After the company released its third-quarter earnings report over the weekend, Berkshire Hathaway (BRK.A -0.34%) (BRK.B -0.01%) shares are getting a warm reception from Wall Street, rising about 5% as of 3:15 p.m. EST on Monday.

On Saturday, the company reported that its operating earnings doubled in the third quarter. Its quarterly filing revealed that its longtime CEO, Warren Buffett, may see its shares as cheaply priced.

So what

Berkshire Hathaway's blowout quarter wasn't entirely unexpected. It had the benefit of lapping a dismal third quarter of 2017, when its insurance companies were hard hit by a devastating hurricane season. Its insurers fared better this year than last, earning underwriting profits of $441 million versus underwriting losses of $1.44 billion in the year-ago period.

Warren Buffett at a shareholders meeting.

Image source: The Motley Fool.

The roughly $1.9 billion swing in its underwriting results accounts for much of the $3.4 billion increase in operating profit year over year. Taxes also played a very important role. Since Berkshire generates the bulk of its profits from domestic operations, the company is one of the biggest beneficiaries of a lower tax rate on corporate profits. The statutory corporate tax rate fell from 35% in 2017 to 22% in 2018.

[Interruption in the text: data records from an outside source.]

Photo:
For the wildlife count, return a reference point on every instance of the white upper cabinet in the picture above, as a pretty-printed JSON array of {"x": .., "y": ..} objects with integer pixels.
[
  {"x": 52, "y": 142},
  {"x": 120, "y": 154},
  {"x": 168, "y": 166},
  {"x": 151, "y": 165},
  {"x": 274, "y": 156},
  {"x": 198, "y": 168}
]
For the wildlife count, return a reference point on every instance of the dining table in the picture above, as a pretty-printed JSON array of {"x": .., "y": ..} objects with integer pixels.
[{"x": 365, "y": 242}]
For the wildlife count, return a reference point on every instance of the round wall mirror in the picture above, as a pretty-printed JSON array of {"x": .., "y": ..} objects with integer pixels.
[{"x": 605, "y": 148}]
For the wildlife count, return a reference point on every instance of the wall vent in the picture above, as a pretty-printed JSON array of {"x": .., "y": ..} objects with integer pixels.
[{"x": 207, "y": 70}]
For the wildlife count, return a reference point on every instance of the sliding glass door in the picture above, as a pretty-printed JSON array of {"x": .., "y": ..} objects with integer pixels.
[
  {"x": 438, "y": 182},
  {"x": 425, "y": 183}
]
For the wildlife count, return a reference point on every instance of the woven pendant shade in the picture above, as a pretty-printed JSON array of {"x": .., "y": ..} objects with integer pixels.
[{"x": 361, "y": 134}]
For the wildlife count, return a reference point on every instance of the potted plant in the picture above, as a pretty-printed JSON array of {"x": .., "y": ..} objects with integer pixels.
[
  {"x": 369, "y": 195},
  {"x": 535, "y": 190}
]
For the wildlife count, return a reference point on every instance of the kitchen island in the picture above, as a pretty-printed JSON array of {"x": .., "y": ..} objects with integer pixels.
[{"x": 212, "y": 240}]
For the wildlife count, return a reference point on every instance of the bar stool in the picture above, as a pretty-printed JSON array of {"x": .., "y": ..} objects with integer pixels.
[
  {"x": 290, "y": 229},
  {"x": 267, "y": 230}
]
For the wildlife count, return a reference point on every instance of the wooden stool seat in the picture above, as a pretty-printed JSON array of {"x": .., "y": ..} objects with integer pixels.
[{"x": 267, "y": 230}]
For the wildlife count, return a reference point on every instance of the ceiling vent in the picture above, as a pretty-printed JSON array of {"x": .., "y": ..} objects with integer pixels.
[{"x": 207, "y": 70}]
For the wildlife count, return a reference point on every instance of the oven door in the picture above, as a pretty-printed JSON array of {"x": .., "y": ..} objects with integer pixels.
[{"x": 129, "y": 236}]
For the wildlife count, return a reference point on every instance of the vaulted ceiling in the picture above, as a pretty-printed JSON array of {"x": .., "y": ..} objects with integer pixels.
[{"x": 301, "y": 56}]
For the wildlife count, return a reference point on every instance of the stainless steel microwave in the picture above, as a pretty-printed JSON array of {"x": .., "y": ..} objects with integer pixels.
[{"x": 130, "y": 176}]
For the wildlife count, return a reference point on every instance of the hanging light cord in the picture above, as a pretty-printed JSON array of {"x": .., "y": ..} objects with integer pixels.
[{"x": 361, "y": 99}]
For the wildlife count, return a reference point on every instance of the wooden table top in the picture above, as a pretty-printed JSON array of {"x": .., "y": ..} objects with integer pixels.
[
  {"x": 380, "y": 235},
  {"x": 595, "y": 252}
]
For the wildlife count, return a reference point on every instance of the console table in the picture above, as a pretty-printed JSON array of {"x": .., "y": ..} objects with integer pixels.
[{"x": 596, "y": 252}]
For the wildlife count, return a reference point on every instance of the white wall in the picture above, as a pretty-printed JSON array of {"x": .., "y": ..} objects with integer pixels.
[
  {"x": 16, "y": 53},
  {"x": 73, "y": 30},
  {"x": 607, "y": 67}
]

Wall Street may be most pleased by evidence that the so-called Oracle of Omaha may see Berkshire's shares as cheaply priced. The company's quarterly filing revealed that Berkshire spent about $928 million buying back stock over a span of 14 trading days during the third quarter. It repurchased Class B shares of its stock at an average price of about $207 per share, just slightly above the $205.76 price at which shares closed on Friday, before the earnings report was released.

Now what

The market closely watches what Buffett thinks about stock prices, particularly when it involves shares of his own company. At the shareholders meeting in 2006, Buffett said that writing about his willingness to buy back stock in his 1999 letter to shareholders "eliminated the opportunity" to do so. The market bought the stock, and drove up the price, before Buffett could act.

Since Buffett is one of the greatest investors ever, and someone with a deep understanding of Berkshire's business, Wall Street is taking Berkshire's buybacks as a sign that shares of the company may be attractively priced.

It's not unusual for public companies to see their share prices surge when Berkshire buys their stock. But this case may be a little unusual, if only because Berkshire is buying shares of Berkshire.